Across the United States, which types of events have the greatest economic consequences?

Transform Data

prop_data = damaged_data %>% select(EVTYPE, PROPDMG, PROPDMGEXP)


unique(prop_data$PROPDMGEXP)
##  [1] "K" "M" NA  "B" "m" "+" "0" "5" "6" "?" "4" "2" "3" "h" "7" "H" "-"
## [18] "1" "8"
prop_data$PROPDMGEXP = gsub("K|k", "3", prop_data$PROPDMGEXP)
prop_data$PROPDMGEXP = gsub("M|m", "6", prop_data$PROPDMGEXP)
prop_data$PROPDMGEXP = gsub("B", "9", prop_data$PROPDMGEXP)
prop_data$PROPDMGEXP = gsub("H|h", "2", prop_data$PROPDMGEXP)
prop_data$PROPDMGEXP = gsub("\\-|\\+|\\?","0",prop_data$PROPDMGEXP)
prop_data$PROPDMGEXP = as.numeric(prop_data$PROPDMGEXP)


prop_data = prop_data %>% mutate(property_damage = PROPDMG * 10^PROPDMGEXP) %>% group_by(EVTYPE) %>% summarise(sum_prop = sum(property_damage)) %>% arrange(desc(sum_prop))
crop_data = damaged_data %>% select(EVTYPE, CROPDMG, CROPDMGEXP)

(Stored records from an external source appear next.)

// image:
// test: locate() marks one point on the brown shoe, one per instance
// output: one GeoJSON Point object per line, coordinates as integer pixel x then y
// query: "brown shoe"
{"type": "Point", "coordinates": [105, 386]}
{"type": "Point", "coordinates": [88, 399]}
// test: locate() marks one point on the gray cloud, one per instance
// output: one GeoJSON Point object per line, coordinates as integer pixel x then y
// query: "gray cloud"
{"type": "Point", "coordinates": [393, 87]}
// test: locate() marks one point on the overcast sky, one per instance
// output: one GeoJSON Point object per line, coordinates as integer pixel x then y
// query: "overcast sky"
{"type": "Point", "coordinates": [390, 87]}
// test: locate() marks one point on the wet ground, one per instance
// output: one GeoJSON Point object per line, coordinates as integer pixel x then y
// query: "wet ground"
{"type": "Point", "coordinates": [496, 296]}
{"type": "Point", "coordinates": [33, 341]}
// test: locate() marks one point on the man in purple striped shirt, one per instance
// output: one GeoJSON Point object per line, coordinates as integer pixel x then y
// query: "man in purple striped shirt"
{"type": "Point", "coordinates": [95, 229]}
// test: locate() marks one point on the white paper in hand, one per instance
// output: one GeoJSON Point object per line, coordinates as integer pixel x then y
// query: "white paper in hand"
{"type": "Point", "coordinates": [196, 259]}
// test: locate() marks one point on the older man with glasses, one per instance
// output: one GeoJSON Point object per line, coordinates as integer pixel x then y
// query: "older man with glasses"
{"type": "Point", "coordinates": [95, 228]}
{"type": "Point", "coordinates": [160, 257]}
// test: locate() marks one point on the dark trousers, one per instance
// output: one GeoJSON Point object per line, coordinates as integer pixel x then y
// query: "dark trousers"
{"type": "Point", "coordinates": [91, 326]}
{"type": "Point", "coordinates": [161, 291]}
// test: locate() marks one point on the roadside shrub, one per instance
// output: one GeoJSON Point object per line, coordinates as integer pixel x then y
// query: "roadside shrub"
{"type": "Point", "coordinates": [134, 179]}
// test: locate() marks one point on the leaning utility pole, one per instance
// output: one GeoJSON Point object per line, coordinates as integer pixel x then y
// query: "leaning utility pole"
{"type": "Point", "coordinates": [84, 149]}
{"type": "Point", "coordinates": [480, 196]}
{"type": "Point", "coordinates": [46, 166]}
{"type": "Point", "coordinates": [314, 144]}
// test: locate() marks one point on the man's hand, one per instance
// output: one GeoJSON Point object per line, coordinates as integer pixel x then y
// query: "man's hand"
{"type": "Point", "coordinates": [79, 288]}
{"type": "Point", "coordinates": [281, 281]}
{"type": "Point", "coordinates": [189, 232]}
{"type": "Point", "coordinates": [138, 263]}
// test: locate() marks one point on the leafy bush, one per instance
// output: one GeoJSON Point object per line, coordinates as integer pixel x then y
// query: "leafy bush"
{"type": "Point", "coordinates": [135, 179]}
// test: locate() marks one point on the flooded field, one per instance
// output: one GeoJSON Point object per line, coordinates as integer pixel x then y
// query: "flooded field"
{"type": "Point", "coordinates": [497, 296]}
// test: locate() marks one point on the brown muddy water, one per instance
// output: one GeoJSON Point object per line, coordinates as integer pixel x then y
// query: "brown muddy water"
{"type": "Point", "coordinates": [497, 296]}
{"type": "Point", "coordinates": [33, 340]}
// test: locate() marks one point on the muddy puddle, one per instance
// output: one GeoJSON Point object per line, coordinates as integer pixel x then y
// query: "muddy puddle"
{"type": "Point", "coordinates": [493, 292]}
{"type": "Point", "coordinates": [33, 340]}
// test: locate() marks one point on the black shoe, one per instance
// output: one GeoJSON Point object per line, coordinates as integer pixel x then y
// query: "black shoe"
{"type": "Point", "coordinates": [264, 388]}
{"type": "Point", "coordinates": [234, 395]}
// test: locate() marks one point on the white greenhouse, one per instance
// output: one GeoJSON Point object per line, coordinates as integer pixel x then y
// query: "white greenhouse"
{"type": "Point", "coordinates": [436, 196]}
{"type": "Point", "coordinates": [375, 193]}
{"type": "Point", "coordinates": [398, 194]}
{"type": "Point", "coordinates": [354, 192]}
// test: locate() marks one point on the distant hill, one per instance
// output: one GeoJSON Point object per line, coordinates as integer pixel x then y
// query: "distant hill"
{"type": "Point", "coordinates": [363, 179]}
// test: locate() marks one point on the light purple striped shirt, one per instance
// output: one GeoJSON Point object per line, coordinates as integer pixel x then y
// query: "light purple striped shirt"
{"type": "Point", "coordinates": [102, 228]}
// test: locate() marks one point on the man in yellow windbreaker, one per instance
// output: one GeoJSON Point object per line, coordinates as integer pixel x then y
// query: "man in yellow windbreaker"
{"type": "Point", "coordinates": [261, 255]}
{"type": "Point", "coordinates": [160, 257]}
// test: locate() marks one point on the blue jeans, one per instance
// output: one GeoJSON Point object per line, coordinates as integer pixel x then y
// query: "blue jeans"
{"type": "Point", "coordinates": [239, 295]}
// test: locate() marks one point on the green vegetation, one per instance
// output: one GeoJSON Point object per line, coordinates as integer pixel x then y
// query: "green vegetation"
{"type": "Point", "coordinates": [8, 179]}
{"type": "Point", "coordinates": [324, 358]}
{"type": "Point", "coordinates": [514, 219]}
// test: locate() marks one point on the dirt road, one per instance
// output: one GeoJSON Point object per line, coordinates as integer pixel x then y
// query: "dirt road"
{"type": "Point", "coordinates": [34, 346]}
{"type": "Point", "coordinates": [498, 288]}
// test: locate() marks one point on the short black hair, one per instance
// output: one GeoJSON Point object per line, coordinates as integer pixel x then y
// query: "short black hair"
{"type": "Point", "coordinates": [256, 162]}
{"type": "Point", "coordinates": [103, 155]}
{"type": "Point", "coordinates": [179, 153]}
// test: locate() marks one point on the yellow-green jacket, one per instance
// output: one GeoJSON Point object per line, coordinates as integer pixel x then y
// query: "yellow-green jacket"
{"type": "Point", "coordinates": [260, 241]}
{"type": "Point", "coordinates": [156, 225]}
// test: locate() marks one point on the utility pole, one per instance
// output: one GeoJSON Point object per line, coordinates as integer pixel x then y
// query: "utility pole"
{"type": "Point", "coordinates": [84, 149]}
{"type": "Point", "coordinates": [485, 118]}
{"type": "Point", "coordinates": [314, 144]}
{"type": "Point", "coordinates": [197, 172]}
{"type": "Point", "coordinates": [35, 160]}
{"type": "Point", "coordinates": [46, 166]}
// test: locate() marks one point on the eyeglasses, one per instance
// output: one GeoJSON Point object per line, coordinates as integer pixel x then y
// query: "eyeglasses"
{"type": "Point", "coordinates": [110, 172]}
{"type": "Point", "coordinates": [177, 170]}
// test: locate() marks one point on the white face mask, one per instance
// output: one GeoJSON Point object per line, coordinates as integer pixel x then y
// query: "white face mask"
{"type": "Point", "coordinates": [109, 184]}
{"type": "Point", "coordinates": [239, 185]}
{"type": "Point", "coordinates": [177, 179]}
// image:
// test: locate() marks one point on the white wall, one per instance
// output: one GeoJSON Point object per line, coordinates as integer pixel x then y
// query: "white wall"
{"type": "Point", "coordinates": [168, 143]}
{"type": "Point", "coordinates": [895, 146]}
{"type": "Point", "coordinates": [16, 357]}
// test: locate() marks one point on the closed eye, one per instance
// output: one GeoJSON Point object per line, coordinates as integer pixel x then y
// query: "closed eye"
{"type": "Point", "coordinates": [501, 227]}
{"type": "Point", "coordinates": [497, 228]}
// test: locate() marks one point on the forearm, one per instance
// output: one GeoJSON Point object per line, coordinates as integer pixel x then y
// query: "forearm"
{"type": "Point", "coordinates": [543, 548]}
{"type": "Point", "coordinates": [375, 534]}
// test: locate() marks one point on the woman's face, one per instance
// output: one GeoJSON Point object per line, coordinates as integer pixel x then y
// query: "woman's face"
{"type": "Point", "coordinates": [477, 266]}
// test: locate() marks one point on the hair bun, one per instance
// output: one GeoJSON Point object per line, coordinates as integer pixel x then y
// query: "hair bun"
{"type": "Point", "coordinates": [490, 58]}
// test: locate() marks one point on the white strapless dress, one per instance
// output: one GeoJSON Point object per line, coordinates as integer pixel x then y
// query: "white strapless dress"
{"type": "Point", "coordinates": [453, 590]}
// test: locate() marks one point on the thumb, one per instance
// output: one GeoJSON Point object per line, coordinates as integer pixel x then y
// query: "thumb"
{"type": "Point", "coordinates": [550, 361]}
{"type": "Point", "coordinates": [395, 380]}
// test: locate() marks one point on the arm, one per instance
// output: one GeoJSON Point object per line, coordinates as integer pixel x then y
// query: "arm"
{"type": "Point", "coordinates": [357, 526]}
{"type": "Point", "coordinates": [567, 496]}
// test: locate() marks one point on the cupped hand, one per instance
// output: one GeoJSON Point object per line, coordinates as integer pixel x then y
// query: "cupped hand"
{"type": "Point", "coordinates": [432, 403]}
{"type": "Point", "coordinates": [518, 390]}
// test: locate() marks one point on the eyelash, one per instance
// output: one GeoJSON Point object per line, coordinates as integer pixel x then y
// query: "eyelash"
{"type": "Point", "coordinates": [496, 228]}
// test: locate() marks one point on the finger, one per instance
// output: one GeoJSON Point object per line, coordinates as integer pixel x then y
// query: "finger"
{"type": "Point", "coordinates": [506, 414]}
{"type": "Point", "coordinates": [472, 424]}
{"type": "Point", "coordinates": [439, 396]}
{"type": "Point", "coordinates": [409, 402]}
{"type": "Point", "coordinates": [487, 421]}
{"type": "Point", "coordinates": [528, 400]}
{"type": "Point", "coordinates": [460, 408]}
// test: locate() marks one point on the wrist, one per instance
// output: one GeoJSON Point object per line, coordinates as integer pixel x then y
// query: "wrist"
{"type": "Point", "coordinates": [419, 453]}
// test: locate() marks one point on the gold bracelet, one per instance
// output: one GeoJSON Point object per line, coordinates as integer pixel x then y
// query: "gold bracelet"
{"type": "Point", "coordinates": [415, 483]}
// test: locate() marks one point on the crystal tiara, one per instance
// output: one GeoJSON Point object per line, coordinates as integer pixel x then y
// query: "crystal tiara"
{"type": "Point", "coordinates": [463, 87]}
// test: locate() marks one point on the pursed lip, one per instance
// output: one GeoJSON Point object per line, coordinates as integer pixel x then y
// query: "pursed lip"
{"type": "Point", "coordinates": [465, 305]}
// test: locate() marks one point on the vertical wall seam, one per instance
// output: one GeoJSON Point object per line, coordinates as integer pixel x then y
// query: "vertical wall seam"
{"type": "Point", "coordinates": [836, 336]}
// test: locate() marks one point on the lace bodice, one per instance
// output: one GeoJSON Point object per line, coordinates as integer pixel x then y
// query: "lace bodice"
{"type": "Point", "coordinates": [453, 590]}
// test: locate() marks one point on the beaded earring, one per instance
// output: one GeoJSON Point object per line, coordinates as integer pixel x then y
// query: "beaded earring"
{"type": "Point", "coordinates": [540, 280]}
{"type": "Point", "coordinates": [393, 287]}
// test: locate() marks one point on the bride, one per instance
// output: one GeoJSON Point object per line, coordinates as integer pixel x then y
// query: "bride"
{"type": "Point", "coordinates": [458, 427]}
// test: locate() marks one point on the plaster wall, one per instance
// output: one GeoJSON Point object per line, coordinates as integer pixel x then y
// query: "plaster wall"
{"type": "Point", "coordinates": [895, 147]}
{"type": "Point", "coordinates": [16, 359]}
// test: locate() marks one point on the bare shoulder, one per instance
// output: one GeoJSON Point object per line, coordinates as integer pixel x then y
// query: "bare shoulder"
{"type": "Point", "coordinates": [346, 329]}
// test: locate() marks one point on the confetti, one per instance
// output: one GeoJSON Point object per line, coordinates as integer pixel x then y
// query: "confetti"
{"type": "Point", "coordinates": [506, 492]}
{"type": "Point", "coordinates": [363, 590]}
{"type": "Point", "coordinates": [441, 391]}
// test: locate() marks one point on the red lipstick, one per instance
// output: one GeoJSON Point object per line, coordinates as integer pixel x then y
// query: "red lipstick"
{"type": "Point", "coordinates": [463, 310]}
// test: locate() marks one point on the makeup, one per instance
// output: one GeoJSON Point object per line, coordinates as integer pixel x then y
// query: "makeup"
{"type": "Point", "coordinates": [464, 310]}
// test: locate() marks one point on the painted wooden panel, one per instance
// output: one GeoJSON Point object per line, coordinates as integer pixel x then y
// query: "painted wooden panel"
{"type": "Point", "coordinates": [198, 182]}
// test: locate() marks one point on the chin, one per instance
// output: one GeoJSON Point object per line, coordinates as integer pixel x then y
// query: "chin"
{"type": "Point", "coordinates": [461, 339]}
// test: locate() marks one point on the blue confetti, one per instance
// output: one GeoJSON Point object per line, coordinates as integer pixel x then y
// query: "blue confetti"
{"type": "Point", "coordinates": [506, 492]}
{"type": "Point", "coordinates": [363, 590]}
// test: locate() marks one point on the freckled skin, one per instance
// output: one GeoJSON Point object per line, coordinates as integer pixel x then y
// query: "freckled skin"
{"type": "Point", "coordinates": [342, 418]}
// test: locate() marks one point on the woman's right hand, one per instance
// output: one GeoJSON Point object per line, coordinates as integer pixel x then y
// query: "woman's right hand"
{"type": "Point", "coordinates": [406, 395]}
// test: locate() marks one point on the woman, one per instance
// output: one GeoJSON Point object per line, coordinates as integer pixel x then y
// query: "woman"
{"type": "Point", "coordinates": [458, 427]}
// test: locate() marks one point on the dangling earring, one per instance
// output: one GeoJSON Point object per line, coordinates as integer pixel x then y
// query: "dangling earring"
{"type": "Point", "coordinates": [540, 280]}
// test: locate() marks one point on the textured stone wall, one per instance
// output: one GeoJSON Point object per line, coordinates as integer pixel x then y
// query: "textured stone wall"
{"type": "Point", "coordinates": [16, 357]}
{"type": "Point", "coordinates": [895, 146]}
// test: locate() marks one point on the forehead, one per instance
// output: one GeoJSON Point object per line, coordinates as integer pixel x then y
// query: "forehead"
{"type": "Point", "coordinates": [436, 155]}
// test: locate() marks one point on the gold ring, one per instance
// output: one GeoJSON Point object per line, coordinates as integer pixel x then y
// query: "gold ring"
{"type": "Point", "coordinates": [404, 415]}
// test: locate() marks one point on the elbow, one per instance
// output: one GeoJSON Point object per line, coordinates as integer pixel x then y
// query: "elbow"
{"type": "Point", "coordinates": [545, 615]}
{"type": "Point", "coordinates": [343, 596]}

unique(crop_data$CROPDMGEXP)
## [1] NA  "M" "K" "m" "B" "?" "0" "k" "2"
crop_data$CROPDMGEXP = gsub("K|k", "3", crop_data$CROPDMGEXP)
crop_data$CROPDMGEXP = gsub("M|m", "6", crop_data$CROPDMGEXP)
crop_data$CROPDMGEXP = gsub("B", "9", crop_data$CROPDMGEXP)
crop_data$CROPDMGEXP = gsub("|\\?","0",crop_data$CROPDMGEXP)
crop_data$CROPDMGEXP = as.numeric(crop_data$CROPDMGEXP)

crop_data = crop_data %>% mutate(crop_damage = CROPDMG * 10^CROPDMGEXP) %>% group_by(EVTYPE) %>% summarise(sum_crop = sum(crop_damage)) %>% arrange(desc(sum_crop))

Glimpse Data

knitr::kable(head(prop_data, 5))
EVTYPE sum_prop
TORNADOES, TSTM WIND, HAIL 1600000000
WILD FIRES 624100000
HAILSTORM 241000000
HIGH WINDS/COLD 110500000
River Flooding 106155000
knitr::kable(head(crop_data, 5))
EVTYPE sum_crop
EXCESSIVE WETNESS 1.42e+62
COLD AND WET CONDITIONS 6.60e+61
Early Frost 4.20e+61
Damaging Freeze 3.41e+61
Freeze 1.05e+61

Plot

par(mfrow = c(1,2))

barplot(head(prop_data,5)$sum_prop, las = 2, names = head(prop_data, 5)$EVTYPE, ylab = "Property Damage",
        main = "Top 5 Causes for Property Damage",
        col = rainbow(5),
        cex.names = 0.5,
        cex.axis = 0.5)



barplot(head(crop_data,5)$sum_crop, las = 2, names = head(crop_data, 5)$EVTYPE, ylab = "Crop Damage",
        main = "Top 5 Causes for Crop Damage",
        col = rainbow(5),
        cex.names = 0.5,
        cex.axis = 0.5)

Conclusion


According to U.S. National Oceanic and Atmospheric Administration’s (NOAA) storm database, most harmful event to population health is ‘Tornado’ which causes 5,633 fatalities and 91,346 injuries. Additionally, events that have the greatest economic consequences are ‘Tornadoes, Thunderstorm wind, and Hail’ for property damage and ‘Excessive wetness’ for crop damage.